Wer in USA schoneinmal eingekauft hat, sehnt sich diese Art des einkaufens auch im good old Germany herbei. Freundliche, geduldige Verkäuferinnen die einen nicht wie ein Stück Vieh an der Kasse vorbei schleusen. Da kann sich Aldi Deutschland eine sehr sehr dicke Scheibe abschneiden. Ich geh hier nur noch im größten Notfall zu Aldi und viele meine Freunde meiden ihn auch obwohl das Angebot wirklich gut ist. Good luck :)
recluce 12.06.2017
3. Trader Joe's hat einen anderen Schwerpunkt
Trader Joe ist kein üblicher Discounter. Der Focus liegt vielmehr auf "hochwertiges, ungewöhnliches und Bio" zu fairen/erschwinglichen Preisen, keinesfalls aber auf "billig, billig" - einzige Ausnahme mögen einige Weinsorten sein, deren niedrigen Preis man als Lockvogel einsetzt.

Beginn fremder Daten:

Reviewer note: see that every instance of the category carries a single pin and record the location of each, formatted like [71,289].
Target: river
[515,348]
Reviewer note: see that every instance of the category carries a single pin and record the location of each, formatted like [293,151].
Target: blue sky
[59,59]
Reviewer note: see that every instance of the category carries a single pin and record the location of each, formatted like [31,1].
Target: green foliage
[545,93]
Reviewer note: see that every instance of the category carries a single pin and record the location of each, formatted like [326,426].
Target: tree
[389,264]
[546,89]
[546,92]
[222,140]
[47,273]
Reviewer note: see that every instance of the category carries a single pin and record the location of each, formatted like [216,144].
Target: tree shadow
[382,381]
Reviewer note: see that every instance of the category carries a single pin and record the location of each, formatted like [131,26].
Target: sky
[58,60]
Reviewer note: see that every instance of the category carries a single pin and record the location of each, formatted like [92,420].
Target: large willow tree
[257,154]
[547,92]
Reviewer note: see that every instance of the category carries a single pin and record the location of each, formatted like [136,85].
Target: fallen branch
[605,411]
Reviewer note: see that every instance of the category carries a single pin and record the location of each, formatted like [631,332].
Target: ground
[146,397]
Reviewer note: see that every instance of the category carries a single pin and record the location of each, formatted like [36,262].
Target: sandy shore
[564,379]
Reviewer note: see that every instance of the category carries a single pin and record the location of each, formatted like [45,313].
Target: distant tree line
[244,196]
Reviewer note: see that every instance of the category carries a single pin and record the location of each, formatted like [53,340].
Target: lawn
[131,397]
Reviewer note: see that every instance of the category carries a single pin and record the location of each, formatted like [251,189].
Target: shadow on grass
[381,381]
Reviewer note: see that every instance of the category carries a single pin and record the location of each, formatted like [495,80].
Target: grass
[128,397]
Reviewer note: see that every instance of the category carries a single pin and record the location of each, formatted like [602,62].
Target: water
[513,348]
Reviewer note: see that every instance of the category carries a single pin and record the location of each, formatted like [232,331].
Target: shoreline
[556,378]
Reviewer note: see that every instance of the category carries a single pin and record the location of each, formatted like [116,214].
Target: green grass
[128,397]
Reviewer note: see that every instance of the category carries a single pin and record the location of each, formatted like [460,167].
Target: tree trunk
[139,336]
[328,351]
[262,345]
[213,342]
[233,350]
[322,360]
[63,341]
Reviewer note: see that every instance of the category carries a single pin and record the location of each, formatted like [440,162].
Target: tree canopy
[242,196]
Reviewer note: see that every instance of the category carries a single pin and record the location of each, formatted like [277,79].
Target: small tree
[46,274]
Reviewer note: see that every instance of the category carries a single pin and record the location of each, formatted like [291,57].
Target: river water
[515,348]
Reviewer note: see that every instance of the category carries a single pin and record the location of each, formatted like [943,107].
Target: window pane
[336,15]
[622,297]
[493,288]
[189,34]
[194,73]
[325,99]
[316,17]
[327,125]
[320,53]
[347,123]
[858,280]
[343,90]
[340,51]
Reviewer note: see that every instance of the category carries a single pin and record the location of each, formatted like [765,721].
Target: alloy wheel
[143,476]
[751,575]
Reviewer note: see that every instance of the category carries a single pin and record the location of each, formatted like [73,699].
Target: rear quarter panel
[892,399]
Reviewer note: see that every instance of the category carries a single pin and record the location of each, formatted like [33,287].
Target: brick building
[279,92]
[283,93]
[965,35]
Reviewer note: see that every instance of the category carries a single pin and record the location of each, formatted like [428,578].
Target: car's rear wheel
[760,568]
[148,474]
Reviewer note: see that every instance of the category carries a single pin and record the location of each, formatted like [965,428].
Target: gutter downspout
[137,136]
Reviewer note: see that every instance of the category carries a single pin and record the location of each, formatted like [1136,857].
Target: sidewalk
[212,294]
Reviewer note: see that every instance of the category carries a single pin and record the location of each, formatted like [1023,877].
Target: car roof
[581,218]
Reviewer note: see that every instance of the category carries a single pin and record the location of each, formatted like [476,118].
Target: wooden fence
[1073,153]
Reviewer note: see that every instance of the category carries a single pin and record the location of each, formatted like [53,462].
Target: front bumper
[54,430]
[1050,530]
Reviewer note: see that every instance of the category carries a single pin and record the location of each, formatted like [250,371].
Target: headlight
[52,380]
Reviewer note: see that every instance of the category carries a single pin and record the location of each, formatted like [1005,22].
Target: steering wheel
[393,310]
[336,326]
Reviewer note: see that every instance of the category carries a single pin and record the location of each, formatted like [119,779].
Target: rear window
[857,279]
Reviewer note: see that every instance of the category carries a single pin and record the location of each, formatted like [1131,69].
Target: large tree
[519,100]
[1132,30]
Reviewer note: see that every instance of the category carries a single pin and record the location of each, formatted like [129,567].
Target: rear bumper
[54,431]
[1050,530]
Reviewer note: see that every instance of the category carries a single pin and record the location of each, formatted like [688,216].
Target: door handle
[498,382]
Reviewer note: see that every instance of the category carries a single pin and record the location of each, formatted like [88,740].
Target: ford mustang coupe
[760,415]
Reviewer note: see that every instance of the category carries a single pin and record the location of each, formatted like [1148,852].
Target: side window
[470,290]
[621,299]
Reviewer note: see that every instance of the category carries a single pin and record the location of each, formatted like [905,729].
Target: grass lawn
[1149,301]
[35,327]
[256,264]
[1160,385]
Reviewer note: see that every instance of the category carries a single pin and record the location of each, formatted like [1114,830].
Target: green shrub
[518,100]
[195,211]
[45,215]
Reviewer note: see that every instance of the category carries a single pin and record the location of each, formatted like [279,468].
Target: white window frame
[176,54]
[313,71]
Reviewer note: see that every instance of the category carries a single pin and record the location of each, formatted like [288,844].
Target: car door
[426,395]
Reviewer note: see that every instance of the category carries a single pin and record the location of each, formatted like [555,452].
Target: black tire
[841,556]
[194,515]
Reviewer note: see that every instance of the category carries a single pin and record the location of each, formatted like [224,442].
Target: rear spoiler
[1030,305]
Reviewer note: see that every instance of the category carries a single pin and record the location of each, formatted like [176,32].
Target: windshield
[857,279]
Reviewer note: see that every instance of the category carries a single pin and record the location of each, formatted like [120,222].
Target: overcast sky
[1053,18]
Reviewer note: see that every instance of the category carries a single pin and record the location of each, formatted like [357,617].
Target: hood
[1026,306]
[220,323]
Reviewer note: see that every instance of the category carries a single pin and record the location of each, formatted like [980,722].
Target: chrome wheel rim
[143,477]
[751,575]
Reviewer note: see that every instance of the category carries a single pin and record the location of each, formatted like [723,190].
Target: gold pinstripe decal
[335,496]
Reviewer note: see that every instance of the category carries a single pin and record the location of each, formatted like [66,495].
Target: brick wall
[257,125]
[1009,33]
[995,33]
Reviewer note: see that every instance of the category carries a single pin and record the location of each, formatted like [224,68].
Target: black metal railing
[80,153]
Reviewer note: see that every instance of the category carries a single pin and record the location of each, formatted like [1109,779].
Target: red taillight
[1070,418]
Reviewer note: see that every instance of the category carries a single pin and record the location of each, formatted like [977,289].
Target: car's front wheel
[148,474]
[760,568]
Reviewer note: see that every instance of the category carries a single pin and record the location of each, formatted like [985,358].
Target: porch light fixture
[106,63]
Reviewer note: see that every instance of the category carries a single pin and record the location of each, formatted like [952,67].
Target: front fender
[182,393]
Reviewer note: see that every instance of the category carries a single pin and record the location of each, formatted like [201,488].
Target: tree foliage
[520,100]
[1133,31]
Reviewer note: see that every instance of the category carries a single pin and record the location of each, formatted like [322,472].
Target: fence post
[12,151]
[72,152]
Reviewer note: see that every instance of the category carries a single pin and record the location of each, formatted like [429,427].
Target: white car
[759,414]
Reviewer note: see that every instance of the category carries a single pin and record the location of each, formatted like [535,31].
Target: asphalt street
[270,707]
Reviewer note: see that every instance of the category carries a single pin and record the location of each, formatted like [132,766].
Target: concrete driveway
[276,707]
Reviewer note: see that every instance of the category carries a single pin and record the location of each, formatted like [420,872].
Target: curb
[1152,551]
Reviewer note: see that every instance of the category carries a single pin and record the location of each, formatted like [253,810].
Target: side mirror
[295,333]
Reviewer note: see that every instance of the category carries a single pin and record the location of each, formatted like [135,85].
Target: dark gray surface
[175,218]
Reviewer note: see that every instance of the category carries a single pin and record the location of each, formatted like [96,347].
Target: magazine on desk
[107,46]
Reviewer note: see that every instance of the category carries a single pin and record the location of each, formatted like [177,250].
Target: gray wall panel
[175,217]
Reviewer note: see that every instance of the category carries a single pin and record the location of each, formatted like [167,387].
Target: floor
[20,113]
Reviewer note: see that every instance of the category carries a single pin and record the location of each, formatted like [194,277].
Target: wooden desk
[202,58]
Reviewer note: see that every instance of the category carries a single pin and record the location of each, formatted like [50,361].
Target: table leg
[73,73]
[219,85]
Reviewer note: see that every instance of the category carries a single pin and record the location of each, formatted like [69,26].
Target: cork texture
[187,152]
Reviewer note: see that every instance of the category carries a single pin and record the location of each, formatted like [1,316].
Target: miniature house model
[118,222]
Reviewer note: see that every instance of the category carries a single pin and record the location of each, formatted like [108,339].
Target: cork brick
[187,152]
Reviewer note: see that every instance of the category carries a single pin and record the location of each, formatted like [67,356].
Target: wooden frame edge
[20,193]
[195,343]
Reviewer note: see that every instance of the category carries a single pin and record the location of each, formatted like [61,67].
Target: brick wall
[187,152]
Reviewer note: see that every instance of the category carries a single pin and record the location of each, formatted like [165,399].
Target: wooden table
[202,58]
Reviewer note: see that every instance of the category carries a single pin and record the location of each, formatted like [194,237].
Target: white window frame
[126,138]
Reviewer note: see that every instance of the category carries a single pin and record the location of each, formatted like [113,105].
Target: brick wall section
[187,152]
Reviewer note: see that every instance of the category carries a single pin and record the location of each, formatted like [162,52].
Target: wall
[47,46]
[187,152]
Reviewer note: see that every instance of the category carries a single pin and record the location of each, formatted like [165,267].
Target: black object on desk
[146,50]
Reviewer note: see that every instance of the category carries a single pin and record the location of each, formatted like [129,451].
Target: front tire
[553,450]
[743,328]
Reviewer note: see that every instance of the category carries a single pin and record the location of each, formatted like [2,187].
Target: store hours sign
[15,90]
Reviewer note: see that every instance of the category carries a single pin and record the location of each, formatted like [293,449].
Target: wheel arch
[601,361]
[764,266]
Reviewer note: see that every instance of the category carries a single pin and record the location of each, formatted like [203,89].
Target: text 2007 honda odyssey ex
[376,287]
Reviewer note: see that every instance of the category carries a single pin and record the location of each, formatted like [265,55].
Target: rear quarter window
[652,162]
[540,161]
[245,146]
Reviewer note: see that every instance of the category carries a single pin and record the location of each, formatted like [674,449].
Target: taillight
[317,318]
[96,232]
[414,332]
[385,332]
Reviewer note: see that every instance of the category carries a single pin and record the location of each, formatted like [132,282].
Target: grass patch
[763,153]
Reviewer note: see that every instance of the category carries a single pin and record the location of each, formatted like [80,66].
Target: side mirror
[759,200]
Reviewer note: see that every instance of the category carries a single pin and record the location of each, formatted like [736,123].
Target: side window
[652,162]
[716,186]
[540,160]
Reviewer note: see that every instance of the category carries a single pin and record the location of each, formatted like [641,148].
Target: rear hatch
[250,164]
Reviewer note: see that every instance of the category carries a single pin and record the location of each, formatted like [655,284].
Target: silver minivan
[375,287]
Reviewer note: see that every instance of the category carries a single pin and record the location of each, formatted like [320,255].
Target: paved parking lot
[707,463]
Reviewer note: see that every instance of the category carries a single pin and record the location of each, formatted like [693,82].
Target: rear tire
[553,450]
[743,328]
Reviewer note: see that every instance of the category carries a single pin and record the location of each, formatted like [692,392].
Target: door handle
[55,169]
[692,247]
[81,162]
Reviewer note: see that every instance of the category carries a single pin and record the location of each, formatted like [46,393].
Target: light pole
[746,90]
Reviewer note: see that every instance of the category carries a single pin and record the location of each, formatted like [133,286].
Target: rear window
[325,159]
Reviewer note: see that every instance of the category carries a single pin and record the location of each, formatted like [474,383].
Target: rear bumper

Wenn ich in die USA komme (ich wohne in Kanada) ist Trader Joe's für mich die Quelle für Produkte wie echte Nürnberger Rostbratwürstchen oder deutschen Schinken, aber auch für erstklassiges Olivenöl oder ungewöhnliche Kaffee-Sorten.
kar98 12.06.2017
4. Nicht nur irgendwelche Jobs...
...sondern, fuer die Branche und das Berufsbild in den USA, sehr gut bezahlte! Kassiererinnen verdienen um die $18 pro Stunden, also ca. $10 mehr als der Mindestlohn. Hier ein aktuelles Bild vom Umbau eines Aldi in Dallas/Fort Worth, zur freien Verwendung: http://i.imgur.com/JMior2J.jpg
Peter Boots 12.06.2017
5. Nur hat Aldi hier ein ganz anderes Angebot
Alles ist hier sehr laendlich-Amerikanisch: ungeniessbarer Kaffee, und der bessere ist bei Trader Joe billiger. Marmeladen kann man ganz vergessen, Schokolade ist furchtbar und nicht einmal billig, auch alles tiefgefrorene. Sachen in Buechsen sind recht gut -- zumindest was ich davon probiert habe -- und das einzige das es lohnt dort einzukaufen ist Gemuese und Frischfleisch. Schinken etc. und Kaese sind auch nicht so gut. Wegen der verrueckten Alkoholgesetze in den US -- jeder Staat hat etwas anderes, und Landkreise und Grossstaedte koennen auch mitbestimmen -- hat Aldi in den Laeden die ich gesehen habe nicht einmal Bier. Fuer einige Monate hatten sie ein paar Sachen unter dem Label 'Deutsche Kueche,' aber die sind ganz schnell verschwunden. Bei Aldi schaue ich nur kurz rein weil er gegenueber Costco ist. Die Laeden hier sind etwa auf dem Niveau von Aldi in DE in den 1980'er Jahren.